C'est vrai, il y a un pacte vert et c'était quand même une initiative très importante. Mais, c'est un pacte vert qui vivote en ce moment, qui connaît des difficultés et sur lequel on est en train un peu de revenir. Il y a eu, certes, une initiative de financement dans le cadre du plan de relance européen, au moment de la gestion de la crise sanitaire, en termes de mutualisation du financement puisque la Commission européenne a lancé un emprunt commun au nom de l'Union européenne. Par contre, ça n'a été accepté qu'à la condition de ne pas renouveler l'opération. Donc il n'y a pas de ressources communes et pas d'impôts communs pour mener une politique d'investissement majeur, permettant de mener à bien ce fameux pacte vert qui est pourtant essentiel.
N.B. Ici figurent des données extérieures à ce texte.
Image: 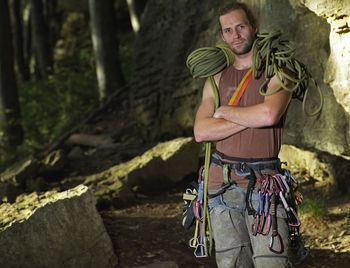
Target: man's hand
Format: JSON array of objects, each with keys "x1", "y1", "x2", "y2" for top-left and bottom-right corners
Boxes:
[{"x1": 213, "y1": 106, "x2": 230, "y2": 119}]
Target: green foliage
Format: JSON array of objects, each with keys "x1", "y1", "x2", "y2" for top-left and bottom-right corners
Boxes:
[
  {"x1": 19, "y1": 68, "x2": 98, "y2": 149},
  {"x1": 299, "y1": 198, "x2": 328, "y2": 219},
  {"x1": 118, "y1": 32, "x2": 135, "y2": 82}
]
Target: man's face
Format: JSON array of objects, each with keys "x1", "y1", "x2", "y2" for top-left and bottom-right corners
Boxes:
[{"x1": 219, "y1": 9, "x2": 257, "y2": 55}]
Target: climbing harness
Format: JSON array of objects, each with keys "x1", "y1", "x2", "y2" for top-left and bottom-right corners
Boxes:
[
  {"x1": 252, "y1": 30, "x2": 323, "y2": 116},
  {"x1": 183, "y1": 31, "x2": 314, "y2": 257}
]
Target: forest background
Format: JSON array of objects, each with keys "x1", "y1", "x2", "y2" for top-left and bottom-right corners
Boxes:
[{"x1": 0, "y1": 0, "x2": 146, "y2": 170}]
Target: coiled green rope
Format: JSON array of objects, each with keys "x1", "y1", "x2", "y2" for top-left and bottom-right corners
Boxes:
[
  {"x1": 186, "y1": 31, "x2": 323, "y2": 256},
  {"x1": 252, "y1": 31, "x2": 323, "y2": 116},
  {"x1": 186, "y1": 31, "x2": 323, "y2": 116}
]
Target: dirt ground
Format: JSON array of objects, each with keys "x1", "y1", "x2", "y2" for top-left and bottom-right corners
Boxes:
[{"x1": 101, "y1": 175, "x2": 350, "y2": 268}]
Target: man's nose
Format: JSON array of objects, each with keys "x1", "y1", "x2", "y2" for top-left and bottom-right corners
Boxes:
[{"x1": 233, "y1": 30, "x2": 241, "y2": 39}]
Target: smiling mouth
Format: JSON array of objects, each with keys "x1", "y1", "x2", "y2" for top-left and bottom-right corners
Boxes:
[{"x1": 233, "y1": 40, "x2": 244, "y2": 46}]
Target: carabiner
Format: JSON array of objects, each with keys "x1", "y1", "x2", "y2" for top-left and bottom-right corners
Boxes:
[
  {"x1": 288, "y1": 207, "x2": 300, "y2": 227},
  {"x1": 269, "y1": 233, "x2": 283, "y2": 254}
]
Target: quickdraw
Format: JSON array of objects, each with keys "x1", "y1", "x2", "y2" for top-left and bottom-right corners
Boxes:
[
  {"x1": 251, "y1": 163, "x2": 301, "y2": 254},
  {"x1": 189, "y1": 166, "x2": 211, "y2": 258}
]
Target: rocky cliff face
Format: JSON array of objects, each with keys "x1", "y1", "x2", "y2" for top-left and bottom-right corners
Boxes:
[{"x1": 131, "y1": 0, "x2": 350, "y2": 164}]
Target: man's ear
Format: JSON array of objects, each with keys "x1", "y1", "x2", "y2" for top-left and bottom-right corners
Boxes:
[{"x1": 221, "y1": 34, "x2": 226, "y2": 42}]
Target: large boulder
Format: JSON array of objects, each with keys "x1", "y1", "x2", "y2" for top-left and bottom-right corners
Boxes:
[
  {"x1": 84, "y1": 137, "x2": 200, "y2": 207},
  {"x1": 130, "y1": 0, "x2": 350, "y2": 188},
  {"x1": 0, "y1": 185, "x2": 118, "y2": 268}
]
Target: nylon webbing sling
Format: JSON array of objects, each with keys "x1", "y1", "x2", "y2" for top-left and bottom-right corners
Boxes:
[{"x1": 202, "y1": 67, "x2": 253, "y2": 256}]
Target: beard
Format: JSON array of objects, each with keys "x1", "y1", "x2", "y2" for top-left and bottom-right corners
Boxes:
[{"x1": 229, "y1": 37, "x2": 254, "y2": 55}]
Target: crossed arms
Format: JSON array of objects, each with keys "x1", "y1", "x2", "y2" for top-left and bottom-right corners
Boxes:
[{"x1": 194, "y1": 73, "x2": 292, "y2": 142}]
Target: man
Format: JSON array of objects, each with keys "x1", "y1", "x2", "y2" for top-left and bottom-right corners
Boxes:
[{"x1": 194, "y1": 3, "x2": 292, "y2": 268}]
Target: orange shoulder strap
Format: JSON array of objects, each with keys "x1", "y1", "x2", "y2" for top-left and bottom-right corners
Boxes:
[{"x1": 228, "y1": 67, "x2": 253, "y2": 106}]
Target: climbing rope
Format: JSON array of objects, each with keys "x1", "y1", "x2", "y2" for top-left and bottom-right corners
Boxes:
[
  {"x1": 186, "y1": 31, "x2": 323, "y2": 116},
  {"x1": 186, "y1": 31, "x2": 323, "y2": 256}
]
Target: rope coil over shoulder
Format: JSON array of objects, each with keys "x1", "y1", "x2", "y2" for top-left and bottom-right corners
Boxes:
[
  {"x1": 186, "y1": 44, "x2": 234, "y2": 256},
  {"x1": 186, "y1": 31, "x2": 323, "y2": 256}
]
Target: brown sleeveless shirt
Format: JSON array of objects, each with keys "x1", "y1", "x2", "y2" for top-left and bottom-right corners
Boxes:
[{"x1": 208, "y1": 65, "x2": 286, "y2": 189}]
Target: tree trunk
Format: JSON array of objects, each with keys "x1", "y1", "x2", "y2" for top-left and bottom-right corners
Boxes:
[
  {"x1": 126, "y1": 0, "x2": 140, "y2": 33},
  {"x1": 30, "y1": 0, "x2": 52, "y2": 79},
  {"x1": 0, "y1": 0, "x2": 23, "y2": 146},
  {"x1": 89, "y1": 0, "x2": 124, "y2": 100},
  {"x1": 12, "y1": 0, "x2": 30, "y2": 81}
]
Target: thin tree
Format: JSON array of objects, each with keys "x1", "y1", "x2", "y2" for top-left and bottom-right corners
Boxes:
[
  {"x1": 30, "y1": 0, "x2": 52, "y2": 79},
  {"x1": 0, "y1": 0, "x2": 23, "y2": 146},
  {"x1": 126, "y1": 0, "x2": 140, "y2": 33},
  {"x1": 89, "y1": 0, "x2": 124, "y2": 100}
]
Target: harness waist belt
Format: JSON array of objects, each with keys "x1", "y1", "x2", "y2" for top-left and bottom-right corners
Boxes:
[{"x1": 211, "y1": 154, "x2": 281, "y2": 173}]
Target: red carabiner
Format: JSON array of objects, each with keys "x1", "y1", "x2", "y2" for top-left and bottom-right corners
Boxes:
[{"x1": 269, "y1": 233, "x2": 283, "y2": 254}]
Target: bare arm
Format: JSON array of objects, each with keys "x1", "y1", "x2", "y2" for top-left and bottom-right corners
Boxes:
[
  {"x1": 194, "y1": 74, "x2": 246, "y2": 142},
  {"x1": 214, "y1": 73, "x2": 292, "y2": 128}
]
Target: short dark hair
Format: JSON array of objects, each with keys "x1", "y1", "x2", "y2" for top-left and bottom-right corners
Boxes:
[{"x1": 218, "y1": 2, "x2": 258, "y2": 31}]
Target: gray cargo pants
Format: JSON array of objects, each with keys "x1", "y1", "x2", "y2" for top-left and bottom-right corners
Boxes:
[{"x1": 208, "y1": 186, "x2": 291, "y2": 268}]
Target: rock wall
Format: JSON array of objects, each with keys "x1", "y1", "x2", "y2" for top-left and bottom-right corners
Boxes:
[{"x1": 130, "y1": 0, "x2": 350, "y2": 188}]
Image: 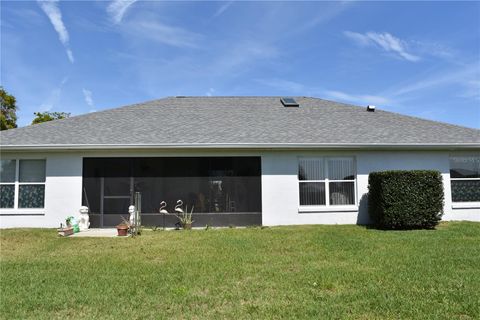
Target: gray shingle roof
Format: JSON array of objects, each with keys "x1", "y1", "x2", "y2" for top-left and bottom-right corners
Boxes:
[{"x1": 0, "y1": 97, "x2": 480, "y2": 148}]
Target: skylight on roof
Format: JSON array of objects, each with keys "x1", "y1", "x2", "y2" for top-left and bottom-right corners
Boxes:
[{"x1": 280, "y1": 97, "x2": 299, "y2": 107}]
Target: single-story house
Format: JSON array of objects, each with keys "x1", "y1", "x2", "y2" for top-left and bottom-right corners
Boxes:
[{"x1": 0, "y1": 96, "x2": 480, "y2": 228}]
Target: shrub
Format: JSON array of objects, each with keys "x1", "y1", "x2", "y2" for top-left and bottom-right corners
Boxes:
[{"x1": 368, "y1": 170, "x2": 443, "y2": 229}]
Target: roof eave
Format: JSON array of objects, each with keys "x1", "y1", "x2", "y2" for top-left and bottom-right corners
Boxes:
[{"x1": 0, "y1": 143, "x2": 480, "y2": 151}]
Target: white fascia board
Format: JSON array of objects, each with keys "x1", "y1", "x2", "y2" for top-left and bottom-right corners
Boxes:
[{"x1": 0, "y1": 143, "x2": 480, "y2": 151}]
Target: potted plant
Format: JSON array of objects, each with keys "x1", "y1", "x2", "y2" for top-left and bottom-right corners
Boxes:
[
  {"x1": 117, "y1": 217, "x2": 130, "y2": 237},
  {"x1": 57, "y1": 223, "x2": 73, "y2": 237},
  {"x1": 174, "y1": 206, "x2": 193, "y2": 230}
]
Une réforme des règles budgétaires européennes est dans les tuyaux. Est-ce que vous les voyez évoluer ? Est-ce qu'il faut qu'elles évoluent ?

Il faudrait qu'elles évoluent. Il faudrait que ces règles soient sans doute beaucoup moins quantitatives et plus qualitatives, qu'elles adoptent sans doute un régime un peu privilégié, notamment pour les investissements dans la transition écologique. Mais je crains vraiment que ces règles ne soient amendées qu'à la marge et restent ce qu'elles sont. Donc on va rester dans une sorte de triangle infernal des finances publiques européennes, avec en effet des ressources très limitées et une capacité de financement très limitée. On a toujours aussi cette course au moins-disant fiscal qui, malgré tout, se poursuit. Donc si on veut vraiment une Union européenne, il faut plus d'Europe, il faut s'unir véritablement. Sinon, malheureusement, les bases ne sont pas suffisamment solides et tout ça risque fort un jour de voler en éclats.